Projection: Third round
8. Tevin Coleman, Indiana: A 2,000-yard rusher himself last season, Coleman might be the prime example of how difficult it is to predict how far this group will fall after Gurley and Gordon. As early as, say, the second round, a team could fall in love with Coleman's physical style and penchant for turning short gains into game-changing plays. The league also might decide Coleman doesn't have the NFL-caliber instincts several other backs feature, leaving the Indiana product available on the draft's third day. Ask five different people for their expectations of Coleman's rookie season and it's quite possible you'll get five very different answers.
Projection: Early fourth round
9. David Johnson, Northern Iowa: Johnson excelled all week at a competitive Senior Bowl, then capped it off by totaling 141 yards in the game (82 on kick returns). At 6'1" and 224 pounds, with 4.5 40 speed, Johnson combines durability and athleticism into a package that could catapult him up a draft board or two. If he starts using that 224-pound build to become more of a hammer, both as a runner and in pass protection, it would not be a stretch to see him leading an NFL running game within the next couple of seasons.

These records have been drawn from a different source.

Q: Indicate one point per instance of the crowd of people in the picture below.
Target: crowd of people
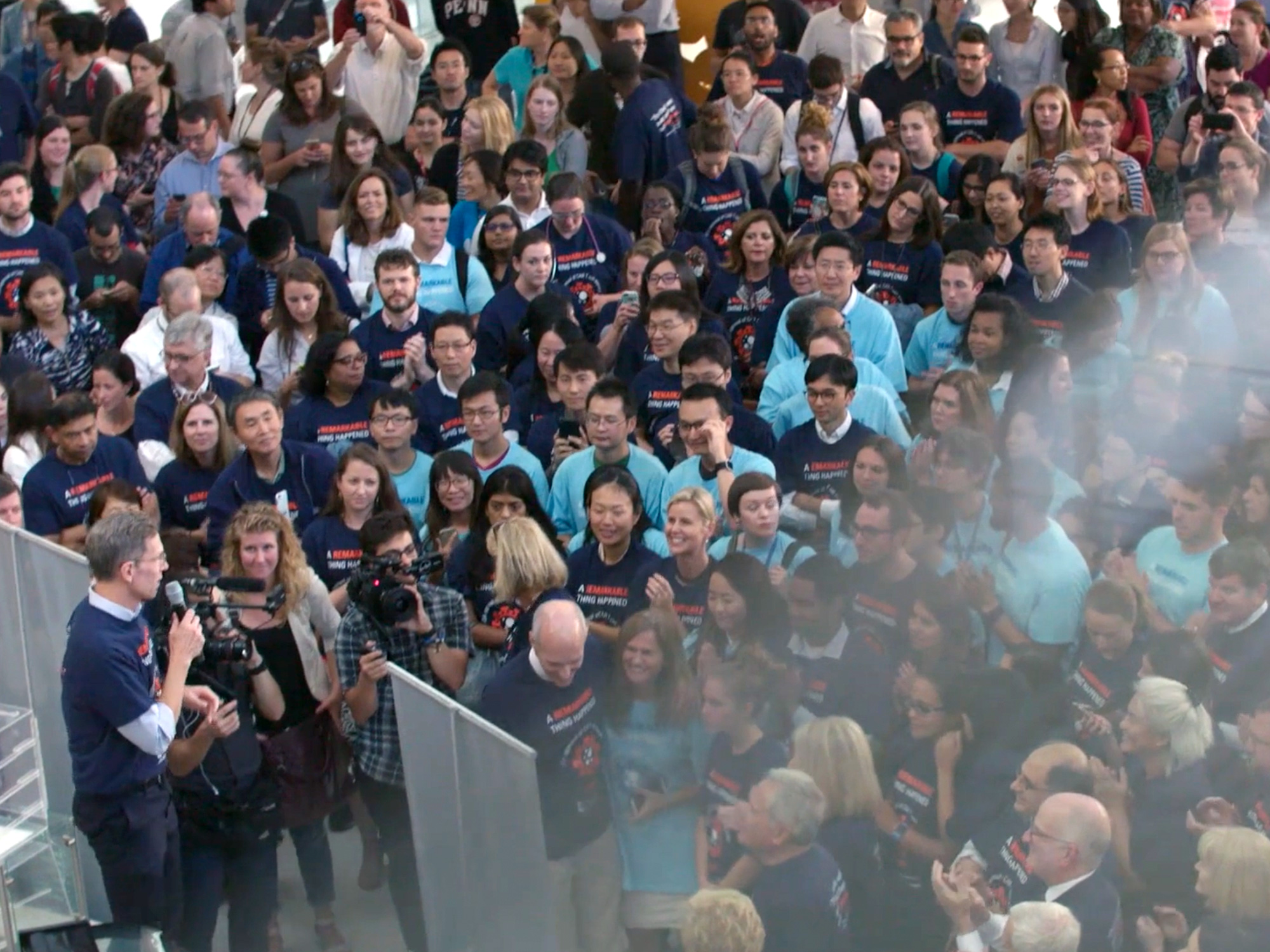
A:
(855, 488)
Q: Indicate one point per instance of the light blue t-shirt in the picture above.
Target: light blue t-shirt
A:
(791, 380)
(1211, 323)
(689, 474)
(567, 510)
(439, 286)
(935, 338)
(1178, 581)
(658, 854)
(1042, 586)
(873, 337)
(872, 406)
(412, 488)
(652, 540)
(772, 554)
(519, 456)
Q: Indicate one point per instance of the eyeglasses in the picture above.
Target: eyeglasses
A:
(392, 421)
(921, 708)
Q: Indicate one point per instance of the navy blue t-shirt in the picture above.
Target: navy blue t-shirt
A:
(718, 204)
(807, 464)
(441, 426)
(650, 140)
(55, 496)
(385, 347)
(566, 728)
(902, 275)
(182, 493)
(792, 201)
(319, 421)
(1100, 257)
(750, 310)
(590, 263)
(803, 904)
(783, 81)
(994, 115)
(605, 592)
(332, 549)
(110, 678)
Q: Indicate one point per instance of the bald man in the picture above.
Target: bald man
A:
(552, 699)
(1066, 843)
(998, 855)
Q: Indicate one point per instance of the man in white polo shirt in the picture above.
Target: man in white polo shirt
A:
(380, 70)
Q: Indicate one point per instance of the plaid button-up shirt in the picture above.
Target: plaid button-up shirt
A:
(375, 743)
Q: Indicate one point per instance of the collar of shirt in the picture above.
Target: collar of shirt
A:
(835, 649)
(23, 230)
(1053, 295)
(448, 392)
(1053, 893)
(112, 609)
(443, 258)
(537, 664)
(1252, 620)
(838, 433)
(415, 318)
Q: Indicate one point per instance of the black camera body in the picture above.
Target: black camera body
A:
(375, 588)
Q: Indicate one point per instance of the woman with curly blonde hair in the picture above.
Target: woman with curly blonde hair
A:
(294, 640)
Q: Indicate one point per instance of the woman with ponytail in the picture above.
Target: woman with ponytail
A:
(801, 197)
(91, 183)
(718, 187)
(1165, 736)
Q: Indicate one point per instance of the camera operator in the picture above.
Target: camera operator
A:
(227, 804)
(432, 644)
(120, 722)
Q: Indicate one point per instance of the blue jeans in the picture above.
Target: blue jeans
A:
(247, 874)
(317, 868)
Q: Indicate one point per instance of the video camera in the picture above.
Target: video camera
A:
(375, 588)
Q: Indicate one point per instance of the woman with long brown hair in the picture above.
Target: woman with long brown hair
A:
(294, 640)
(657, 747)
(304, 309)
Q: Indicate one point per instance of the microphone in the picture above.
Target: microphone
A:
(176, 596)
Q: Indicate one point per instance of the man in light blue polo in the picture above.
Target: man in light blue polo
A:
(441, 286)
(610, 421)
(714, 463)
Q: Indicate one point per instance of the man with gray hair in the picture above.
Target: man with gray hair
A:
(801, 894)
(178, 295)
(187, 356)
(1042, 927)
(552, 699)
(120, 723)
(199, 224)
(1066, 843)
(910, 74)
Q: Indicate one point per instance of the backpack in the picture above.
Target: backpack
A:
(689, 171)
(93, 73)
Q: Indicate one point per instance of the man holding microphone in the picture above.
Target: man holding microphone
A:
(121, 715)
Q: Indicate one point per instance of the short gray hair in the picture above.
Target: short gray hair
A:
(190, 328)
(906, 17)
(200, 200)
(798, 804)
(1043, 927)
(116, 540)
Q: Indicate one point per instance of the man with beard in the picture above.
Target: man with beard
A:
(782, 77)
(393, 337)
(25, 243)
(909, 74)
(1031, 598)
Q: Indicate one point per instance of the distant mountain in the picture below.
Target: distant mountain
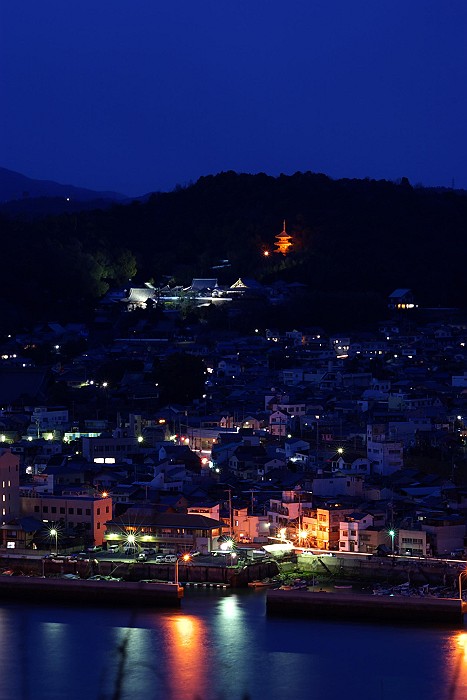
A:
(19, 188)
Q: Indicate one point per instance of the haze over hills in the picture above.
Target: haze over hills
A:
(17, 187)
(354, 242)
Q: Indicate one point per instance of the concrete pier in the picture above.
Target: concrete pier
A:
(102, 593)
(420, 610)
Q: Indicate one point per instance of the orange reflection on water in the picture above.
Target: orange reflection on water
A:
(457, 663)
(186, 641)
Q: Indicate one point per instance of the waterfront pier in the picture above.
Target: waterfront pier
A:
(102, 593)
(342, 606)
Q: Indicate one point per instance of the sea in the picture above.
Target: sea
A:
(221, 645)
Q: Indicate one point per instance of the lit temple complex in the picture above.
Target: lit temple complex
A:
(283, 242)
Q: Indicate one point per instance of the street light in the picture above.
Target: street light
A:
(392, 534)
(185, 557)
(464, 571)
(54, 533)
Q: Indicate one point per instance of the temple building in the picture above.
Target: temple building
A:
(283, 242)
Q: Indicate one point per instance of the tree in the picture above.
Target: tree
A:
(181, 378)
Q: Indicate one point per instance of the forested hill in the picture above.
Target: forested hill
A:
(351, 238)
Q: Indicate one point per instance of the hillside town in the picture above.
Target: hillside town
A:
(345, 442)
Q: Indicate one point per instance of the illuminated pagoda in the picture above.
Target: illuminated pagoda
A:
(283, 242)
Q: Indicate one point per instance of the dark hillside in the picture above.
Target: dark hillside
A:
(353, 239)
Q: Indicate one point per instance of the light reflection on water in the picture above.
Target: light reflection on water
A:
(221, 646)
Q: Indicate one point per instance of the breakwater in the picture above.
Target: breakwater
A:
(428, 611)
(102, 593)
(393, 571)
(234, 577)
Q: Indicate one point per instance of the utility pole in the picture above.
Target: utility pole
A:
(229, 491)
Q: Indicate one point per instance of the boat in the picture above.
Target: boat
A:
(261, 584)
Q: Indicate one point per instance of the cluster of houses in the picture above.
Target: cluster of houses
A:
(350, 442)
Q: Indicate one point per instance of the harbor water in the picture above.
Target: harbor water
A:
(221, 645)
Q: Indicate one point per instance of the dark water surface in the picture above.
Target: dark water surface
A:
(221, 646)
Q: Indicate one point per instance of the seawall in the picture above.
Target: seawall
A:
(102, 593)
(340, 606)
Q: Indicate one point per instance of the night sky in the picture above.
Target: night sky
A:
(140, 96)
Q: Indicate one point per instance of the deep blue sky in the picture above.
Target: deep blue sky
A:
(139, 95)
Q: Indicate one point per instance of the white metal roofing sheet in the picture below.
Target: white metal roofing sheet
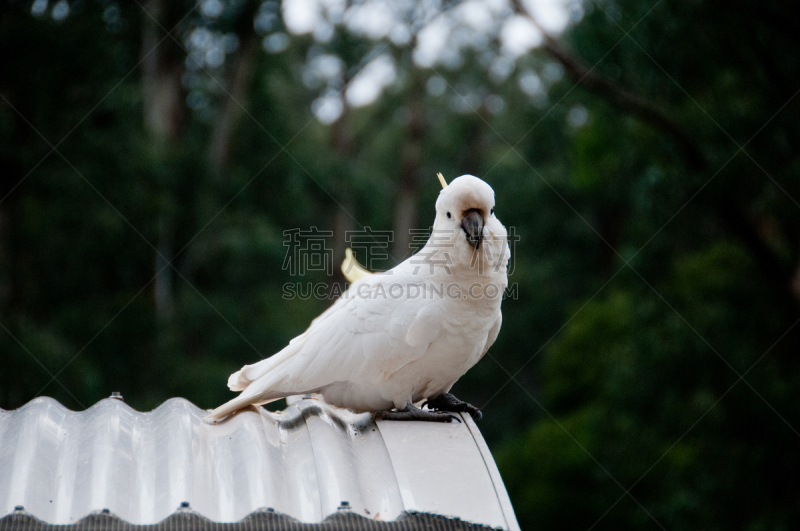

Projection: Early to mid-fourth round
10. Jeremy Langford, Michigan State: A position-leading 4.42 40-yard dash at the combine confirmed that Langford has an NFL future as a dangerous receiver out of the backfield if nothing else. He actually played wide receiver and cornerback at Michigan State prior to his move to running back. Langford must get into space to be effective—odds are he will not be overly successful as a rookie between the tackles unless he lands behind a crushing offensive line—but he make things happen once he's there. A team could trust him on all downs and lean on him in passing situations.